Von Hans Adolf Halbey

Wann endlich wird das Publikum den Unterschied zwischen dem „Nichts“ und einem gestalteten Schweigen begreifen? Die nicht-bemalte Leinwand in der jungfräulichen Erwartung des ersten Pinselstrichs – das wäre ein Nichts in Kunst. Hingegen dieselbe Leinwand mit dem gleichmäßigen Auftrag einer weißen oder um das Weiß spielenden Farbe, von Künstlerhand aufgetragen, versteht sich – das wäre ein gestaltetes Schweigen; künstlerisch eben in dem Zwang zur Vorstellung, was denn der Maler auf solche Weise habe verschweigen wollen.

Monsignore Mauer, Leiter der Galerie St. Stephan in Wien, deutet das Monochrome vom Philosophischen her (richtiger: ins Philosophische hinein), indem er beispielsweise vor den monochrom gemalten Tafeln eines Malers namens Arnulf Rainer von den „Überdeckungen“ spricht und als Stützen seiner Deutung philosophische Erkenntnisse von Augustinus bis Descartes zitiert. Das nenne ich einen Avantgardisten der Deutung, der durch das eintönig gemalte Rot oder Weiß hindurchsieht und im Grunde des Unsichtbaren die Spuren des Künstlerischen entdeckt! Durch solche exempla silentiae ist wenigstens die Malerei endlich in jene neuen Bezirke vorgestoßen, die das Schweigen als elementaren Ausdruck der Fülle ausweisen. Es gilt nur zu begreifen: Was in der Wüste der Schrei, das ist im Tumult das Schweigen.

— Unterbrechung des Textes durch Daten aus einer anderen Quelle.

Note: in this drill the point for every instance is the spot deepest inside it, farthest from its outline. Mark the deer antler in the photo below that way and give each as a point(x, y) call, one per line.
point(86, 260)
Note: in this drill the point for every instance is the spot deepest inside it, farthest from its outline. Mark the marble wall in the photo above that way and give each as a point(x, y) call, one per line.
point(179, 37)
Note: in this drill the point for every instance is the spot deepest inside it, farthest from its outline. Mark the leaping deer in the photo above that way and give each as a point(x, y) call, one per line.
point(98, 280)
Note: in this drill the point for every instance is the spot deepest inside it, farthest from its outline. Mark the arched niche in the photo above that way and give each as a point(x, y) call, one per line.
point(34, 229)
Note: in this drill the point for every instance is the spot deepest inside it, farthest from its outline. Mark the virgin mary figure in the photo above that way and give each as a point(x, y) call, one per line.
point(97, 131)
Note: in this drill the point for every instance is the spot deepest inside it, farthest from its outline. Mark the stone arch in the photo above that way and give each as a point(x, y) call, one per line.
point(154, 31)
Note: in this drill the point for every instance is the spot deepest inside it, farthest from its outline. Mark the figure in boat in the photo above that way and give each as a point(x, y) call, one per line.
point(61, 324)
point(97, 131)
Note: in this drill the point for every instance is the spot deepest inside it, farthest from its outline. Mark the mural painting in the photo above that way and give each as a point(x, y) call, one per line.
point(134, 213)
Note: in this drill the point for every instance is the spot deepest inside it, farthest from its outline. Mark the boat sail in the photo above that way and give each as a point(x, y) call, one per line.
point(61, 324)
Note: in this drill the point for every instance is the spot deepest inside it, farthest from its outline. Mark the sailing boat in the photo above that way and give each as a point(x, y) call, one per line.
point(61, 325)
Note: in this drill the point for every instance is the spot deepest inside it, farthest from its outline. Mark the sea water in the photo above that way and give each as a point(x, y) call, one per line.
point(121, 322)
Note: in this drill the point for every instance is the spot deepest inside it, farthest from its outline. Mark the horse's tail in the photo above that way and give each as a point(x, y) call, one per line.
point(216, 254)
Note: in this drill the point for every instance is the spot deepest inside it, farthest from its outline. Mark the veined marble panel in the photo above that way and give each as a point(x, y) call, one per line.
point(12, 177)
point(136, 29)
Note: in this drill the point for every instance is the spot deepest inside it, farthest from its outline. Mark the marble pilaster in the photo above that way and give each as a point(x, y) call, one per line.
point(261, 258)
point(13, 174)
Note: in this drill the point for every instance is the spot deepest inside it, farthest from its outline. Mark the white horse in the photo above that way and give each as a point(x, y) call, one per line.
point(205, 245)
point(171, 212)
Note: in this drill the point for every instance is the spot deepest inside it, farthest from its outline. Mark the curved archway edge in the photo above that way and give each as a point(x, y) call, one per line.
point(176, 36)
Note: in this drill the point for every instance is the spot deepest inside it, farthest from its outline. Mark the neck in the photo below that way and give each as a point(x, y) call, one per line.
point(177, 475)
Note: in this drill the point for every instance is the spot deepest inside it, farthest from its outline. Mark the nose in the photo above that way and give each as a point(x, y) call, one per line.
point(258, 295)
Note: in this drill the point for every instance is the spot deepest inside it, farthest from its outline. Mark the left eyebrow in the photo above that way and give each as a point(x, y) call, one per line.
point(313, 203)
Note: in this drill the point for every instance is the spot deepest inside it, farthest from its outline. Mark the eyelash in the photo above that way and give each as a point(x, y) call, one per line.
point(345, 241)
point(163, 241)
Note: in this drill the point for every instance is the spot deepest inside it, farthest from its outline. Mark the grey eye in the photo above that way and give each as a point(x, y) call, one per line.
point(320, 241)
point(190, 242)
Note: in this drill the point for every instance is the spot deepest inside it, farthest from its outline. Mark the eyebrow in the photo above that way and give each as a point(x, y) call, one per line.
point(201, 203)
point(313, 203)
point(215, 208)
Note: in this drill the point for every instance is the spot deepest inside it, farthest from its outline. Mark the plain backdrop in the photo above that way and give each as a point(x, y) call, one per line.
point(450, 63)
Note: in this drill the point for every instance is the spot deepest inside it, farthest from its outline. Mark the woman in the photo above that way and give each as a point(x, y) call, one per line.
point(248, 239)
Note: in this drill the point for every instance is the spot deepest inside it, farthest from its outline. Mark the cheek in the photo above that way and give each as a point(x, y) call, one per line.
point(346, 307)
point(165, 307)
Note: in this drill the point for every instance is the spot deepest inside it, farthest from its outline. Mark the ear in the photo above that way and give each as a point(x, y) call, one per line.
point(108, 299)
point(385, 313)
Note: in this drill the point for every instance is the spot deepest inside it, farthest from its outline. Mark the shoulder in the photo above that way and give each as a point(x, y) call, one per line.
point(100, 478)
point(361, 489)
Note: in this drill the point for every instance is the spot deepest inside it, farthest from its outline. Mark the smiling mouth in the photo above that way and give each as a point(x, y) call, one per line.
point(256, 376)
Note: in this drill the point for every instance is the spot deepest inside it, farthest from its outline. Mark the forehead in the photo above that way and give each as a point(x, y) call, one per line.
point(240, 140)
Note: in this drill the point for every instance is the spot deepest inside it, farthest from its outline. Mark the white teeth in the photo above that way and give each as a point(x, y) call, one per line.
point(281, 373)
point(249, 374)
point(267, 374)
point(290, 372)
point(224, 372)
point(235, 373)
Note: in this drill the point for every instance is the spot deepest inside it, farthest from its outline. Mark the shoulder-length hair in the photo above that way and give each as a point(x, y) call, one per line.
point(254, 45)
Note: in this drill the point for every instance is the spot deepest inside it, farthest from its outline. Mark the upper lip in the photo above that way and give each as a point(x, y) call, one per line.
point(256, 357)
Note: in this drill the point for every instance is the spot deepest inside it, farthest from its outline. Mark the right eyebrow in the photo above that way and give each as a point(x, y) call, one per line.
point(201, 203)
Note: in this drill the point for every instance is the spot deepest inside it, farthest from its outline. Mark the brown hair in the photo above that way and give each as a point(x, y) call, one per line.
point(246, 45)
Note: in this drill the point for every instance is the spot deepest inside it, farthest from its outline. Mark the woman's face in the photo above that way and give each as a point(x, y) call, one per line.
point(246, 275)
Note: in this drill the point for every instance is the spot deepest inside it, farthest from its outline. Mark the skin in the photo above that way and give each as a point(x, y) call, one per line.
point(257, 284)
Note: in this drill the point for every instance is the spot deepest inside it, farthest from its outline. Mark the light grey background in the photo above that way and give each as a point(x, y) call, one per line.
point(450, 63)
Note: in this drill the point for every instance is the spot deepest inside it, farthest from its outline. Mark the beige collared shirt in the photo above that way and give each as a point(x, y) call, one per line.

Ohne Frage ist auch eine Gruppe junger Dichter dieser Erkenntnis so nahegekommen, daß gewiß schon morgen die letzten störenden Rudimente der herkömmlichen Dichtkunst, eben die Worte, aus ihren Werken eliminiert sein werden, damit sich das aufgefüllte Schweigen wort- und zeichenlos auszubreiten vermag. In der Publikation „movens“ (Limes Verlag, 1960) ist die Grenz- und Übergangssituation wohl am deutlichsten bezeugt, vor allem dort, wo sich einige mit der Schreibmaschine getippte a’s in bestimmten rhythmischen Intervallen geheimnisvoll auf der Buchseite verteilen. Weniger wäre noch mehr gewesen – hier wäre es Ereignis geworden: das vollkommene Schweigen unter dem Opfergang des schmerzlichen Verzichts, auch auf das letzte getippte „a“.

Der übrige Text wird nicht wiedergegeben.